La mission permanente de la Tunisie auprès de l’Organisation des Nations unies à Genève a exprimé, jeudi 17 septembre 2026, sa « profonde préoccupation » face à la dégradation de la situation humanitaire dans les territoires palestiniens occupés, particulièrement pour les femmes et les enfants.
La position tunisienne a été présentée lors du dialogue interactif avec le Haut-Commissaire des Nations unies aux droits de l’Homme consacré à la promotion et à la protection des droits des femmes et des enfants dans les situations de conflit et d’après-conflit.

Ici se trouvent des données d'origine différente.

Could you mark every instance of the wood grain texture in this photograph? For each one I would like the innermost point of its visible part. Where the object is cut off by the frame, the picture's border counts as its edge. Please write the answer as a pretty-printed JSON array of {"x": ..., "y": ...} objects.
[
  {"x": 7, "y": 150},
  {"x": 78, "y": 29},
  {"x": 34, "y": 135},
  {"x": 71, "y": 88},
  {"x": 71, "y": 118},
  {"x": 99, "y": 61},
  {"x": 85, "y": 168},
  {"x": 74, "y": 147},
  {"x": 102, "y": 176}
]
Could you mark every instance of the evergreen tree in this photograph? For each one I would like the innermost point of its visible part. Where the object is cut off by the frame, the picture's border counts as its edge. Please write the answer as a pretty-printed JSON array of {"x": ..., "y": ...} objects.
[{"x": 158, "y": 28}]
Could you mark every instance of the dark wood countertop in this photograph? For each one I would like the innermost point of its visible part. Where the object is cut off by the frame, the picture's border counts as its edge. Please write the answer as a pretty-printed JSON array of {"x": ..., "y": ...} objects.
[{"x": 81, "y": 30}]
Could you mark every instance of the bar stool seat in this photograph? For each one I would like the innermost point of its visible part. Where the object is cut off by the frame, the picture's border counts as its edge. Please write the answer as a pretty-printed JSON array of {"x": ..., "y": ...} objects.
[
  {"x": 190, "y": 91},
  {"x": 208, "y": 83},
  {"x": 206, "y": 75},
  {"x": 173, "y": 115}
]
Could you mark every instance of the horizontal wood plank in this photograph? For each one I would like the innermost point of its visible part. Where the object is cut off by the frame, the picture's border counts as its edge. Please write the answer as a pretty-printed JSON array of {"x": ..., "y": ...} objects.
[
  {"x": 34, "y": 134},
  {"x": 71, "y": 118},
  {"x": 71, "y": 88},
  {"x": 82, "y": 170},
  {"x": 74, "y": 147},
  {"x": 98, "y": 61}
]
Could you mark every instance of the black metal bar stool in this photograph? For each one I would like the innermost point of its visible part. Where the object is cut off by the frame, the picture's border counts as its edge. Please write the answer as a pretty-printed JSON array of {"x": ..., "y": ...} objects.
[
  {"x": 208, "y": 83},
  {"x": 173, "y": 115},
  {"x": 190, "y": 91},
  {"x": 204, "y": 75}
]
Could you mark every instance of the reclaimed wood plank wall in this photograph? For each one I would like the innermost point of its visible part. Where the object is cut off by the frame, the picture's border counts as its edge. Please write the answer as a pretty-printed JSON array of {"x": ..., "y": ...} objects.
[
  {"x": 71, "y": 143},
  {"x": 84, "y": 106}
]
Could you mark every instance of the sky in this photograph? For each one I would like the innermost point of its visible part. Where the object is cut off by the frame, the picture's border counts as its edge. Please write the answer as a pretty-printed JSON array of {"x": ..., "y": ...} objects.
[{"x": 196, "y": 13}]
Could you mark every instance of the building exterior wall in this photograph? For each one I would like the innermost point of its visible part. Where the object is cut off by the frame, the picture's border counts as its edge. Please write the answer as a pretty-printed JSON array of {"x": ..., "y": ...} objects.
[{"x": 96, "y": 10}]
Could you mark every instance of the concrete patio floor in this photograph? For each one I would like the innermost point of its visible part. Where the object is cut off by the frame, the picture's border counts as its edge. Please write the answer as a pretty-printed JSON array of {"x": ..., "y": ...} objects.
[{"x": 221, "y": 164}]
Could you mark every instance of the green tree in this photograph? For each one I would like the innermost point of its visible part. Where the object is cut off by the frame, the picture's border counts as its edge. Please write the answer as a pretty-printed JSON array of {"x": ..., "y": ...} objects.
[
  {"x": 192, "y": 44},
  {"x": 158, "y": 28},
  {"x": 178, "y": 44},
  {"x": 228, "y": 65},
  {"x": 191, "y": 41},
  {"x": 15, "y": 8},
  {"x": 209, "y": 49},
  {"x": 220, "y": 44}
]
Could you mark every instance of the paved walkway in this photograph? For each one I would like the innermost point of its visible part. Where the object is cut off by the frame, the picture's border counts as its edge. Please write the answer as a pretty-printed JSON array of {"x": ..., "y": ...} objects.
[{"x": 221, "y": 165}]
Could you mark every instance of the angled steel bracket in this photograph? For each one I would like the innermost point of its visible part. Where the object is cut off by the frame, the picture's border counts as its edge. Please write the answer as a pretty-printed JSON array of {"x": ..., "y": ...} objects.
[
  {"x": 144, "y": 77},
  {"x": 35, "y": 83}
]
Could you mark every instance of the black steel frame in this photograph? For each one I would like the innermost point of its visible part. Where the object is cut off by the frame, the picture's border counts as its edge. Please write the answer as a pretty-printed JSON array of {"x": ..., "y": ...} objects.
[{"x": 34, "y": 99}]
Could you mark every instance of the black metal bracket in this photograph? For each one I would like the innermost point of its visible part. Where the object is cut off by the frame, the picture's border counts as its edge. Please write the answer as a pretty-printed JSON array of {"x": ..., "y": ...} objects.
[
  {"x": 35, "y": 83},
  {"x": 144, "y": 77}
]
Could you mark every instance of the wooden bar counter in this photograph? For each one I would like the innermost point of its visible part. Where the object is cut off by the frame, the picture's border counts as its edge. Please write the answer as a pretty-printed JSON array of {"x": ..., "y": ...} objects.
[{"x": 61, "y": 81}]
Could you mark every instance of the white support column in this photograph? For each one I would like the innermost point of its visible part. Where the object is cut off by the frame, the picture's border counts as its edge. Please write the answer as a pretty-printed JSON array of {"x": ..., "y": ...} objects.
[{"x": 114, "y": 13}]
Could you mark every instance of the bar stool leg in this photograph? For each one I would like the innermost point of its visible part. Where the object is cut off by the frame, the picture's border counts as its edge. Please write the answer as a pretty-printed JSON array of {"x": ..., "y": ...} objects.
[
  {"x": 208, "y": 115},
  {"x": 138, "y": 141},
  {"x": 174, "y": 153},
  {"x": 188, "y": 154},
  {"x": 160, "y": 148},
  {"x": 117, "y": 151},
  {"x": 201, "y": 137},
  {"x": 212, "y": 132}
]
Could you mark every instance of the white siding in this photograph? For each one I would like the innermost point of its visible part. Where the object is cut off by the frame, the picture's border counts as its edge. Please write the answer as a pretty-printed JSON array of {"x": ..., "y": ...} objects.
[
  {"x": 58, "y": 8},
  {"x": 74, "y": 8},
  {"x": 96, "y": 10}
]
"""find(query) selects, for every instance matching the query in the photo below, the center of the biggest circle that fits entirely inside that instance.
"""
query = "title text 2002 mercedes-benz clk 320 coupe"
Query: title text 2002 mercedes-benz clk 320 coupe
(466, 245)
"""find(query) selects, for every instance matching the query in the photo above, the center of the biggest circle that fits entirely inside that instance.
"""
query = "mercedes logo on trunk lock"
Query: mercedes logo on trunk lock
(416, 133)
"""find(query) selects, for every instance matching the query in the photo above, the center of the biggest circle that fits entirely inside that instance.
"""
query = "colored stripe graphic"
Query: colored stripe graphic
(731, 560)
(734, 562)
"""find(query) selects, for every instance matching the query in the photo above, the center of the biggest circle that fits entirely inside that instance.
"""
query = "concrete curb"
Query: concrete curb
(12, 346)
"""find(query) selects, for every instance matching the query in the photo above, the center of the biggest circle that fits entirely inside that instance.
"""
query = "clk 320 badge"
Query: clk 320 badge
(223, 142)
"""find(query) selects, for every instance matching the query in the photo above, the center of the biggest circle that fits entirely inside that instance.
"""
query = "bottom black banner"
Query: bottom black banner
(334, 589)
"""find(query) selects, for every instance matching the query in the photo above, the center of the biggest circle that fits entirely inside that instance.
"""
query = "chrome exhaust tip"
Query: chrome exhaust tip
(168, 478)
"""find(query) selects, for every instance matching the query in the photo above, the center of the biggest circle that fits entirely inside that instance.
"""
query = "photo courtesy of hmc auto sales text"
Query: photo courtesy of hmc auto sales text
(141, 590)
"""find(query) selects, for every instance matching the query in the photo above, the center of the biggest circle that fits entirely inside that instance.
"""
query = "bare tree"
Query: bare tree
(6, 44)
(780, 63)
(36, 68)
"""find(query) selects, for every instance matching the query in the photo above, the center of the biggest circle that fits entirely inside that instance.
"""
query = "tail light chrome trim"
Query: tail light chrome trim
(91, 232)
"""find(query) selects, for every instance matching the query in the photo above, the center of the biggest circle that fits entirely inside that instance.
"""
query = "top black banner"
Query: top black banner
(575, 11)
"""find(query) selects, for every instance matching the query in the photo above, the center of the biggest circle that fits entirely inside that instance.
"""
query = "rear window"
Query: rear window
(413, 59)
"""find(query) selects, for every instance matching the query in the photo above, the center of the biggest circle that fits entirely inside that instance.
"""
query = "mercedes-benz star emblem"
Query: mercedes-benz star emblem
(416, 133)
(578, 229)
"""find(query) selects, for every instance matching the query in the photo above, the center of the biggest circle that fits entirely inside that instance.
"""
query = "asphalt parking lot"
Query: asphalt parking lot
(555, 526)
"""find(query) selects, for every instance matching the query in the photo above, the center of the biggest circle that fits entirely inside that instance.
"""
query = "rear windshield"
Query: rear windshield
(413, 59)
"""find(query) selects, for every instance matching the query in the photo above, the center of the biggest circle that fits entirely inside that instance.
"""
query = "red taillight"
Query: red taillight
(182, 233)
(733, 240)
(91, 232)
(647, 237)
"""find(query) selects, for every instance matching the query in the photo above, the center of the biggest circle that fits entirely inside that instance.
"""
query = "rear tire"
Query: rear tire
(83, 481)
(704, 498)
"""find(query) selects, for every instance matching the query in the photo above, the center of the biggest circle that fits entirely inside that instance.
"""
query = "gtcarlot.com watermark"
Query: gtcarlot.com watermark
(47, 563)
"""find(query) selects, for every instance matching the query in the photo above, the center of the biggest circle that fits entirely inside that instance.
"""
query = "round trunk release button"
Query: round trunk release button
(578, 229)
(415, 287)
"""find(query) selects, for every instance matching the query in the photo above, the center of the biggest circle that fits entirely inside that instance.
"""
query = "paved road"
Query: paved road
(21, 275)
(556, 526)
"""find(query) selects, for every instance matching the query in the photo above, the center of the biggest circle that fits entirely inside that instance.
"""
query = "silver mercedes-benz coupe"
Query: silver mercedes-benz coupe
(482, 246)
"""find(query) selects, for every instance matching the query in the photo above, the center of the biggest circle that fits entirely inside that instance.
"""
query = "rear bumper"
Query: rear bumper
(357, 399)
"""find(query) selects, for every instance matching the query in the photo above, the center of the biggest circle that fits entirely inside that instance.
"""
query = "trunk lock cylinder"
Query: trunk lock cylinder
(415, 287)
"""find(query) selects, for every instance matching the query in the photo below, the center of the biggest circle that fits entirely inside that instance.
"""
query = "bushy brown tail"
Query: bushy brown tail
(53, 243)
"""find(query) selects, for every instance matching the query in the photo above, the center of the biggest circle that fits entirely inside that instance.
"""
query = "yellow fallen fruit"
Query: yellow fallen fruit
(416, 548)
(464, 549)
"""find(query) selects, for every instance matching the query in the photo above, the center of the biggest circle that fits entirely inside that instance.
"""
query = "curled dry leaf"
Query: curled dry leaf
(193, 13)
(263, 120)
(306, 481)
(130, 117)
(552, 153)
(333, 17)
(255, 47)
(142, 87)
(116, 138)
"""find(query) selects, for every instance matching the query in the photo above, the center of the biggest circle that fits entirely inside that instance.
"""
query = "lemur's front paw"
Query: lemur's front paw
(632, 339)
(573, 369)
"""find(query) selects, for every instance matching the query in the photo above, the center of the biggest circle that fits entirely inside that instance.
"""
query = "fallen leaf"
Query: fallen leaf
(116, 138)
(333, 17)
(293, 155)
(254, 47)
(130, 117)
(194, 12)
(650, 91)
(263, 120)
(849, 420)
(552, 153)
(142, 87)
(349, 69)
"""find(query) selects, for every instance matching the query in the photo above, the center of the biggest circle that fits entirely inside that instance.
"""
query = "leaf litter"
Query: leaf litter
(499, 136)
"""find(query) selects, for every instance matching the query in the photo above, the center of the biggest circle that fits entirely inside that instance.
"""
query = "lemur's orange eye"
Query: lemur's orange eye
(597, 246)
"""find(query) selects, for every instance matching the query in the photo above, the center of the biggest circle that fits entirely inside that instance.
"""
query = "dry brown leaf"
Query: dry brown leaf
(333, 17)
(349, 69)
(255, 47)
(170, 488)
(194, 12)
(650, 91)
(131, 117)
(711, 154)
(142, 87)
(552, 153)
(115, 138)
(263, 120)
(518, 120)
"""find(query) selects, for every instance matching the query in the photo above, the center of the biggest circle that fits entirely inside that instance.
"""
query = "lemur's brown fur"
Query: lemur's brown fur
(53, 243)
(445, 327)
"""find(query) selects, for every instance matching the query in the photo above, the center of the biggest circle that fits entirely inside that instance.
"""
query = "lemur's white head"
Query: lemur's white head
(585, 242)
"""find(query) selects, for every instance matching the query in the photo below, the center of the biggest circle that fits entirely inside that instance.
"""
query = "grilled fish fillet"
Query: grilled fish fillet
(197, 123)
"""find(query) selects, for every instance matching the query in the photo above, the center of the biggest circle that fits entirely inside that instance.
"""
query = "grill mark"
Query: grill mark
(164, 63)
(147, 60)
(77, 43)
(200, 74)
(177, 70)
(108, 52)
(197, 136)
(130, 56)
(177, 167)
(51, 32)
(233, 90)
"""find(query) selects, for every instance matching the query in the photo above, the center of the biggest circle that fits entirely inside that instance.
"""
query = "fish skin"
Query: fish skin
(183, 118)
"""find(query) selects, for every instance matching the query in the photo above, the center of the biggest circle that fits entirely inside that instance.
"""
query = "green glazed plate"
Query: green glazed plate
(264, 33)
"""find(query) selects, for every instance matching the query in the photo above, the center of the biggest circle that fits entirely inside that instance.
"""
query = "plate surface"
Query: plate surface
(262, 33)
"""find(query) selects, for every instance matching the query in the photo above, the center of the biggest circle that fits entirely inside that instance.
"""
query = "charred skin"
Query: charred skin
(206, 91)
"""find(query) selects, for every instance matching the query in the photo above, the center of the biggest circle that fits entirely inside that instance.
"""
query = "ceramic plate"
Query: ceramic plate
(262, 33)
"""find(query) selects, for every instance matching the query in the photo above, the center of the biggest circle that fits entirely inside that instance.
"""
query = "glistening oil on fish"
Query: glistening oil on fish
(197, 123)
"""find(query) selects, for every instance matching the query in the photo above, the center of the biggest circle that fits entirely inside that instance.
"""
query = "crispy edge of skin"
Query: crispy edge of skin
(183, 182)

La rencontre s’est tenue dans le cadre de la 63e session du Conseil des droits de l’Homme.
La mission tunisienne a évoqué les pertes en vies humaines, les déplacements de population, la destruction d’infrastructures essentielles ainsi que les perturbations affectant les services de santé et d’éducation dans les territoires palestiniens.
Tunis réclame un accès « sûr, immédiat et durable » à l’aide
La Tunisie a renouvelé son appel au respect du droit international humanitaire et du droit international des droits de l’Homme, ainsi qu’à la protection de la population palestinienne, en particulier des femmes et des enfants.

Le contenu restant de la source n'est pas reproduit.